One of the nation's largest public pension funds has filed a lawsuit against current and former Wal-Mart executives and board members, saying they had breached their responsibility in handling an alleged bribery scheme.
The California State Teachers' Retirement System which holds more than 5.3 million shares of Wal-Mart Stores Inc., filed what's called a derivative suit late Thursday in state court in Delaware seeking changes in corporate governance and improvements in its internal procedures at the world's biggest retailer.
The pension fund is asking that any damages sustained as a result of the violations should be awarded to the company, which is based in Bentonville, Ark.
The action marks the pension fund's first derivative lawsuit. This type of suit is brought by a shareholder on behalf of a corporation against a third party. The goal of the plaintiffs is not to reap big financial rewards but to change corporate governance.
"By utilizing the derivative action, (the pension fund) is seeking to remedy the damages sustained by Wal-Mart as a result of alleged gross misconduct by Wal-Mart's executive officers and directors," said Jack Ehnes, the pension fund's chief executive officer in a statement. "The focus of this action....is corporate governance reform to ensure that similar misconduct is not repeated in the future. We need truly independent directors who will set the right tone from the top."
During a conference call with reporters on Friday, Ehnes said the alleged scandal could well be the "Fortune 100 version of Watergate."
The suit names several current executives including CEO Mike Duke and Vice Chairman Eduardo Castro-Wright as well as former executives including John Menzer. Menzer was vice chairman at the time of the alleged bribery scheme while Castro-Wright headed the Mexico operation. It also names all of Wal-Mart's board members including Lee Scott, who was CEO at the time of the alleged bribery scheme, and Jim C. Walton and Robson Walton, members of the founding family of Wal-Mart.
Greg Rossiter, a spokesman for Wal-Mart said in a statement, "We take our responsibility to our shareholders very seriously. We are reviewing the lawsuit closely and are thoroughly investigating the issues that have been raised."
The suit comes two weeks after The New York Times reported that Wal-Mart allegedly covered up results of an internal probe that showed its Mexican subsidiary bribed officials there in 2005 and 2006 in exchange for speedier building permits and other favors. It's unclear whether board members knew about the alleged bribery scheme.
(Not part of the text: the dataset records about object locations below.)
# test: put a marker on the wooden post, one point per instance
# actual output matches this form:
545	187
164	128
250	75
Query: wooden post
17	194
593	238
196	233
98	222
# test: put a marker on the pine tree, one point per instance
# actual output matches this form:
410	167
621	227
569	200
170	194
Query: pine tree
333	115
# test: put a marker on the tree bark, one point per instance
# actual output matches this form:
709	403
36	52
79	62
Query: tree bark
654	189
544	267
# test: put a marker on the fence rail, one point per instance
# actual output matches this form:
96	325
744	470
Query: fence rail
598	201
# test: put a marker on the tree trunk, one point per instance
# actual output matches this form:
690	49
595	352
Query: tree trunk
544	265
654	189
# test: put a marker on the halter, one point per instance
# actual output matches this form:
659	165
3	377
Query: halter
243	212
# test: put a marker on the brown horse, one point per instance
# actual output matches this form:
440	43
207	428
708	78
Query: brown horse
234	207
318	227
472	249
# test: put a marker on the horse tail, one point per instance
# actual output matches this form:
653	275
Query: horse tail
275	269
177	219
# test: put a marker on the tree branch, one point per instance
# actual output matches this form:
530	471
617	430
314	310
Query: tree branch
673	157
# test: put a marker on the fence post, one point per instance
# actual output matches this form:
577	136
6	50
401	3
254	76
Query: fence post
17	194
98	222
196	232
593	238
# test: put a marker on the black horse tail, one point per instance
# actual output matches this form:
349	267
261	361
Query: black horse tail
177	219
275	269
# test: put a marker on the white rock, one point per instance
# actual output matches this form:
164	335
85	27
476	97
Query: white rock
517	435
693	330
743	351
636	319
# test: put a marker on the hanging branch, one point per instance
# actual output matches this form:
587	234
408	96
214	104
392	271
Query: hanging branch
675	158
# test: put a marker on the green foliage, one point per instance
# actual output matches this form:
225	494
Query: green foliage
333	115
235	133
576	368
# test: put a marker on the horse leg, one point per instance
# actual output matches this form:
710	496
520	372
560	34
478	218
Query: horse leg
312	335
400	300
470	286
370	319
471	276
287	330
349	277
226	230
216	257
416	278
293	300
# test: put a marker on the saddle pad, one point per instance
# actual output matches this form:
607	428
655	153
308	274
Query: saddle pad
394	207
The paper reported that Wal-Mart executives failed to notify law enforcement even after its own investigators found evidence of millions of dollars in bribes funneled through its Mexican unit. Such alleged practices would be a violation of the 1977 Foreign Corrupt Practices Act, which prohibits U.S. companies from bribing foreign officials.
Wal-Mart said that it's doing its own investigation and has met with officials from the Securities and Exchange Commission and the Justice Department to discuss the ongoing probe.
The Mexican government announced that it's doing its own probe..
Earlier this week, the New York City Pension Funds urged shareholders to vote against the re-election of Wal-Mart's Duke and four other board members due to concerns about the bribery allegations in Mexico. The pension group owns 5.6 million shares of Wal-Mart, which has more than 3.4 billion shares outstanding.
Wal-Mart's share slipped 17 cents to $58.82 in afternoon trading. Its shares are down about 6 percent since news of the alleged bribery scheme surfaced.